E quanto ao orçamento?
Isso sempre foi importante, não tem modificação nisso. Vamos continuar a ter problemas de orçamento, vamos ter que definir prioridades, urgências, dentro do que for disponibilizado. O Ministério da Defesa segue com o princípio da meritocracia, isso é um princípio que as forças armadas respeitam para todo o sempre.
Sobre política externa e estratégica, o senhor também acha que o Mercosul não é prioridade para o Brasil?
É preciso não levar isso no sentido literal. Pode ser que a instituição Mercosul esteja muito desgastada por algumas ações que foram contrárias ao que se esperava, mas não quer dizer que o Mercosul esteja (desgastado), que os países que tenham posição próxima estejam (desgastados). Então, pode ser que eles (temas estratégicos) não sejam tratados dentro do Mercosul, mas que sejam tratados na relação bilateral como mereçam, eles são muito importantes.
Como o senhor vê o que está acontecendo com a Venezuela e o fluxo migratório para o Brasil?
A questão migratória é o que nos afeta. A situação interna da Venezuela é problema deles. É um país soberano, independente e que tem direito de conduzir a sua trajetória. E a nossa Constituição prevê que o país não terá ingerência em assuntos internos de países estrangeiros, assim como não aceitamos dos outros nos nossos.
Sob hipótese alguma haverá ingerência?
A última vez que ouvi sobre ingerência interna na América do Sul com a participação do Brasil foi na Guerra do Paraguai. O Brasil entrou como moderador. Isso pode até acontecer, mas não intervir militarmente.
E a fronteira entre Brasil e Venezuela? Hoje, a política do governo é a de receber e espalhar venezuelanos pelo Brasil. No seu entendimento, permanecerá desta forma?

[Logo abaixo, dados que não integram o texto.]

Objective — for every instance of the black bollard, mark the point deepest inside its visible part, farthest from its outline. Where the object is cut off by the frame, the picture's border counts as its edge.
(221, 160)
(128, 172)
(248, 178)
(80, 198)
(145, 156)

Tem que permanecer. As forças armadas estão realizando um trabalho sensacional de acolhimento. Obviamente que não é uma migração desejada, recebemos um número muito maior do que o previsto para o estado de Roraima, com a necessidade de transferência para outros Estados. Com o tempo talvez isso possa ter solução. A entrada por Roraima é uma entrada natural, mas foi muito prejudicada por demarcações políticas.
Neste momento, o Rio de Janeiro está sob intervenção das Forças Armadas na segurança. Qual é a sua opinião, para o futuro, sobre o uso das Forças Armadas na segurança pública?
A participação das Forças Armadas aumentou consideravelmente pela situação que o Brasil está vivendo em termos de insegurança. Isso acabou levando a nível de problema nacional. Dificilmente isso deixará de acontecer agora, imediatamente, porque as polícias militares, às vezes, não são capazes (de dar conta da situação), como no Rio de Janeiro. Foi diferente. E os resultados estão aí, muito bons, apesar da campanha feita contra.
Enquanto um Estado está sob intervenção, não se pode aproveitar reformas na Constituição. O senhor é a favor do levantamento da intervenção e de intervenções pontuais no futuro?
Isto é um componente político do problema, que afeta diretamente o presidente. Assim como ele decretou, ele pode abreviar. Não acho que tenha de ter outras considerações, além da política, que é primordial para que possam ser votadas as PECs (Propostas de Emenda Constitucional), mas isso é com o presidente.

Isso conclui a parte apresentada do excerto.